This region is poorer than much of the rest of Bangladesh and more isolated (Figure 43). The 1998 ADB

study found that at least 33% live below extreme poverty, that health indicators are poor, as is access to

water, sanitation services and basic infrastructure such as roads. A separate study found that families

earn between 165-416 USD annually. The bright spot is education: the literacy rate is thought to be

higher than the national average due to the effort of numerous NGOs that operate within the country

(World Bank 2009).

E. What can be done? Motivating Assumptions

The broad point and the normative assumption here is that the Forest Department cannot pursue

conservation of the Sundarbans through a command and control policy focused inside the forest; it will

need a more holistic, integrated approach to forestry management that looks outside the forest and

tackles poverty. Intellectually, environmental policy drivers in Bangladesh (typically multilateral

institutions and NGOs) seem to grasp this point, and government documents in the 1990s mark the

change.

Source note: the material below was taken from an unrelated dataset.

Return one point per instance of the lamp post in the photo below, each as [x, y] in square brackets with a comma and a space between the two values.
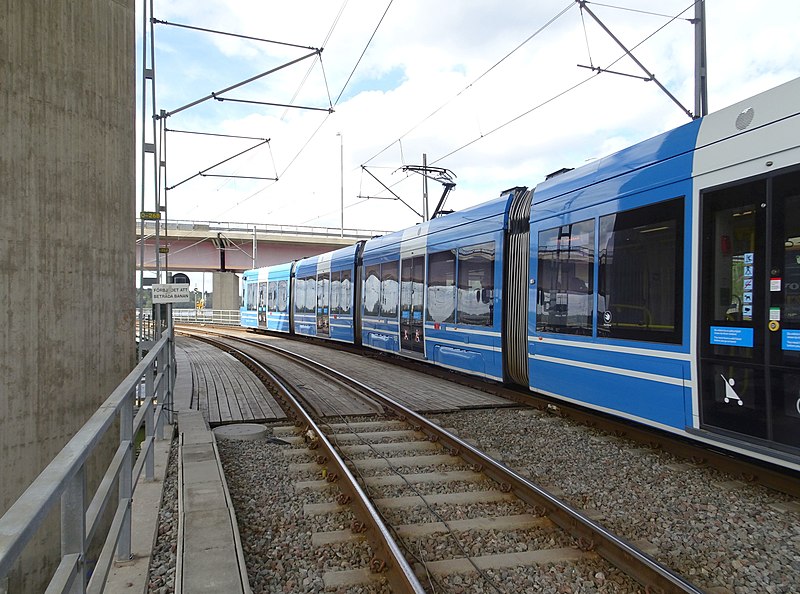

Reports referring to the Forest Policy enacted in 1994, the Master Plan enacted in 1995 (Millat-

e-Mustafa 2002) (Muhammed, Koike and Haque 2008) and project documents of several multilateral

institutions (ADB 1998) (FAO 1998) referring to integrated resource management plans (IRMP)

underscore the importance of the FD to actively engage with and manage actors and factors outside of

the forest that affect the forest. There is also some indication that the FD is actively planning to manage

land use near the Sundarbans through the Integrated Coastal Zone Management Project (Iftekhar and

Islam 2004). Finally, the Nishorgo Program of the Forest Department was created in 2004 with support

from USAID and the International Resource Group (IRG) with the stated objective of promoting a co-

management model for administering protected areas of Bangladesh including the Sundarbans by

focusing on building partnerships between the FD and key local, regional and national stakeholders.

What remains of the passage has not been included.